Apostat wird daher jemand z.B. durch Leugnung eines persönlichen Gottes oder der Gottheit Christi. Anschluß an eine andere Religions-Genossenschaft ist nicht gefordert.
III. Häresie
ist ein Verstandes-Irrtum, infolge dessen ein Getaufter eine von Gott geoffenbarte und von der Kirche zu glauben vorgestellte Wahrheit hartnäckig leugnet oder an ihr auch nur zweifelt (ca. 1325 §2)
Hartnäckig leugnet man eine Lehre, wenn man sie leugnet, obwohl man weiß, daß sie von der Kirche als göttliche Offenbarung zu glauben vorgestellt ist. Wer letzteres nicht weiß wegen sündhafter Unwissenheit, wird durch Leugnung dieser Lehre zwar kein formeller Häretiker, aber er versündigt sich nach der Größe seiner Nachlässigkeit schwer oder leicht gegen den Glauben. Dasselbe gilt von jenem Häretiker, der an der Wahrheit seiner Religion zweifelt, aus sündhaftem Leichtsinn oder Nachlässigkeit aber nicht weiter nachforscht.

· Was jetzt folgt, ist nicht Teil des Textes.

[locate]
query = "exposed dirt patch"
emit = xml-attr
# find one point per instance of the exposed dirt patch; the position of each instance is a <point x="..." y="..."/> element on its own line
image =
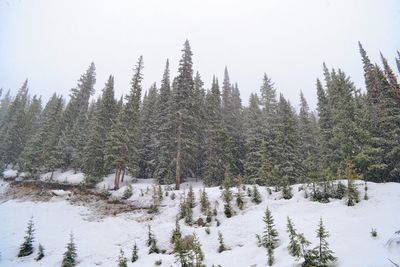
<point x="39" y="191"/>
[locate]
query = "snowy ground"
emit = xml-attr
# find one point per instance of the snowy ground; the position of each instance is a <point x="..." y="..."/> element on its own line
<point x="98" y="242"/>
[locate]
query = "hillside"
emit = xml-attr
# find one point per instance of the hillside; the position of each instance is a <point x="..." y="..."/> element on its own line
<point x="99" y="238"/>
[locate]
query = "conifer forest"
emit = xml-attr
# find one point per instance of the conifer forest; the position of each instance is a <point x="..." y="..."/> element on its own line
<point x="189" y="133"/>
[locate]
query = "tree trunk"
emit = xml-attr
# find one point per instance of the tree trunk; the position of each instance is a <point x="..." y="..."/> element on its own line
<point x="178" y="155"/>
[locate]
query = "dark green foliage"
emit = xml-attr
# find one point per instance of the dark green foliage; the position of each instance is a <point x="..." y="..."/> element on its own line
<point x="255" y="195"/>
<point x="321" y="255"/>
<point x="122" y="261"/>
<point x="176" y="233"/>
<point x="227" y="194"/>
<point x="374" y="233"/>
<point x="188" y="253"/>
<point x="26" y="248"/>
<point x="69" y="258"/>
<point x="151" y="242"/>
<point x="269" y="239"/>
<point x="40" y="253"/>
<point x="135" y="253"/>
<point x="204" y="202"/>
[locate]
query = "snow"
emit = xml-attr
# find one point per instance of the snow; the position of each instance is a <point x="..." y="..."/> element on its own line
<point x="10" y="173"/>
<point x="64" y="177"/>
<point x="98" y="242"/>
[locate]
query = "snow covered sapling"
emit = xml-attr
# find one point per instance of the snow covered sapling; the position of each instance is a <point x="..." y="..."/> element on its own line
<point x="188" y="253"/>
<point x="270" y="236"/>
<point x="255" y="196"/>
<point x="69" y="259"/>
<point x="294" y="246"/>
<point x="152" y="242"/>
<point x="321" y="255"/>
<point x="27" y="246"/>
<point x="40" y="253"/>
<point x="221" y="247"/>
<point x="135" y="251"/>
<point x="122" y="261"/>
<point x="227" y="195"/>
<point x="191" y="199"/>
<point x="204" y="202"/>
<point x="176" y="233"/>
<point x="127" y="192"/>
<point x="374" y="233"/>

Nur dann würde er ein formeller Häretiker, wenn er die Nachforschungen unterlassen würde, weil er entschlossen ist, nicht katholisch zu werden, auch wenn er die katholische Religion als die wahre erkennen würde.
Die Sünde der Häresie, nicht aber das kirchenrechtlich strafbare Verbrechen der Häresie, liegt vor, wenn jemand eine Wahrheit leugnet, von der er fälschlicherweise meint, sie sei von Gott geoffenbart und von der Kirche zu glauben vorgestellt; ferner wenn derjenige, der eine entsprechende Wahrheit leugnet, gläubig, aber nicht getauft ist (z.B. Katechumene); ferner wenn jemand die Wahrheit nur innerlich leugnet, es aber nicht nach außen kund gibt.

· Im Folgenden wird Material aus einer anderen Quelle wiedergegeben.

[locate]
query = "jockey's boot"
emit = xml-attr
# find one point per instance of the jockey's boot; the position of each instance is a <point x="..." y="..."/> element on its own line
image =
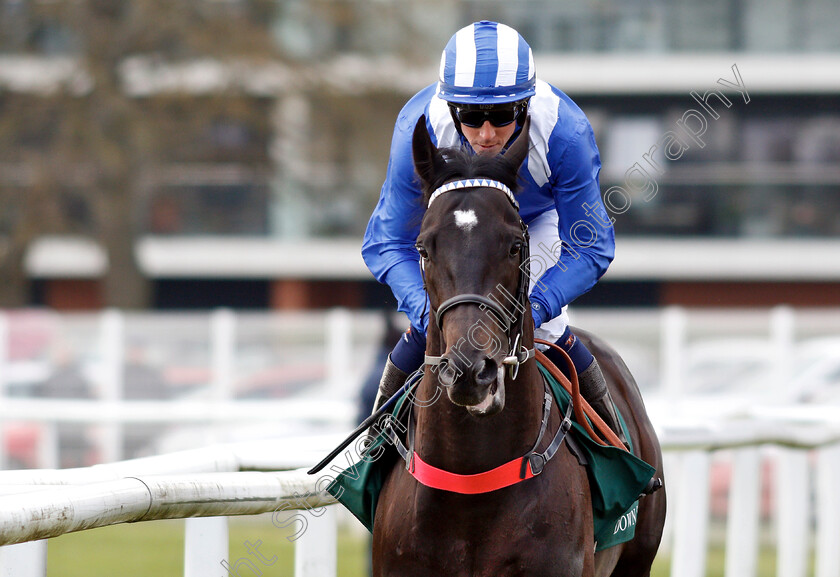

Da die Häresie ihrem innersten Wesen nach ein Verstandes-Irrtum ist, so ist derjenige, der eine Glaubens-Wahrheit nur äußerlich zum Schein leugnet, innerlich aber von der Wahrheit überzeugt ist, kein Häretiker; er zieht sich auch die entsprechenden Strafen nicht zu, obwohl er in foro externo als Häretiker behandelt wird. Ein solcher aber sündigt schwer durch Verleugnung des Glaubens.

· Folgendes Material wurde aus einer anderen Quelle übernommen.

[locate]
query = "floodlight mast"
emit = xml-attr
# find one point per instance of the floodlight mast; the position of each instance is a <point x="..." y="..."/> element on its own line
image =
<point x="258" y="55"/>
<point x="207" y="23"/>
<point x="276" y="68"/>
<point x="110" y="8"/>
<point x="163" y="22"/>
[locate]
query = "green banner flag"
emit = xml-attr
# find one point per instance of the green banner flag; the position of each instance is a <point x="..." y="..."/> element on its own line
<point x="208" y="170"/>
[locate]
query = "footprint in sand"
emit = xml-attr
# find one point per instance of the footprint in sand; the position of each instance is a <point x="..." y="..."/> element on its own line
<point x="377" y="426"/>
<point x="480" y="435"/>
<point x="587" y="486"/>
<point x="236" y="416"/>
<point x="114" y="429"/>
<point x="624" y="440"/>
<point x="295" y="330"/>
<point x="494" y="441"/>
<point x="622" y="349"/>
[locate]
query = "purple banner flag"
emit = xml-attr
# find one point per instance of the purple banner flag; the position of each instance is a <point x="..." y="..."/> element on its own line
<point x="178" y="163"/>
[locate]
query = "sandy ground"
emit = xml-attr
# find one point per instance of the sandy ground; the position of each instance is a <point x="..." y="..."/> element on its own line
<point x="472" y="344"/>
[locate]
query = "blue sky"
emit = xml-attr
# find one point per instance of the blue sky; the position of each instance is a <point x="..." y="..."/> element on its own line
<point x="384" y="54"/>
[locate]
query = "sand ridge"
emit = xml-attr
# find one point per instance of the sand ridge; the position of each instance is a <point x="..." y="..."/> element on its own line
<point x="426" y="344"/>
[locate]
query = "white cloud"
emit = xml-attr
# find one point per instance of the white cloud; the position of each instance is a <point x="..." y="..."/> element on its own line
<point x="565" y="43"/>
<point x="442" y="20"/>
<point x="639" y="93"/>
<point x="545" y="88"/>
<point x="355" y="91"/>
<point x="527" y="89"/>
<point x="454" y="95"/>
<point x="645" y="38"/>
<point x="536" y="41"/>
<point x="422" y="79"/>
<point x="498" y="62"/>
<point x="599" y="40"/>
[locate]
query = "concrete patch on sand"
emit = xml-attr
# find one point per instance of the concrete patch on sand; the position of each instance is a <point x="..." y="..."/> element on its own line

Obwohl jeder, der an einer Glaubens-Wahrheit hartnäckig zweifelt, ein Häretiker ist, so ist doch jener kein Häretiker, der sein Urteil über eine zu glauben vorgestellte Wahrheit einfach zurück hält, aber nicht positiv daran zweifelt; er sündigt aber gegen die Pflicht, einen Glaubensakt zu erwecken. Wer bei einer Versuchung gegen den Glauben schwankt zwischen Ablehnung und Zustimmung, seine Zustimmung aber nicht überlegter Weise suspendiert, sündigt läßlich, weil er der Versuchung nachlässig widersteht.
Ob Liberale oder Sozialdemokraten und Kommunisten auch Häretiker seien, hängt davon ab, inwieweit sie sich zu den Prinzipien dieser Parteien bekennen. Wer z.B. sich zur Ansicht bekennt, der christliche Staat sei von der Kirche vollständig unabhängig, oder die Kirche sei dem Staat unterworfen, der ist ein Häretiker. Ebenso ist Häretiker, wer prinzipiell der Religion keinen Einfluß auf das öffentliche Leben zugestehen will, wer an Stelle der Ehe die freie Liebe setzen will, wer sagt, der Besitz irdischer Glücksgüter sei eine Ungerechtigkeit. – Wegen mangelnder Belehrung aber befinden sich solche Leute manchmal in bona fides. Ob der Beichtvater sie darin lassen darf, hängt von der Art ihres Irrtums ab und von dem größeren oder geringeren Ärgernis, das sie geben; besonders sind auch die Instruktionen der Bischöfe zu beachten.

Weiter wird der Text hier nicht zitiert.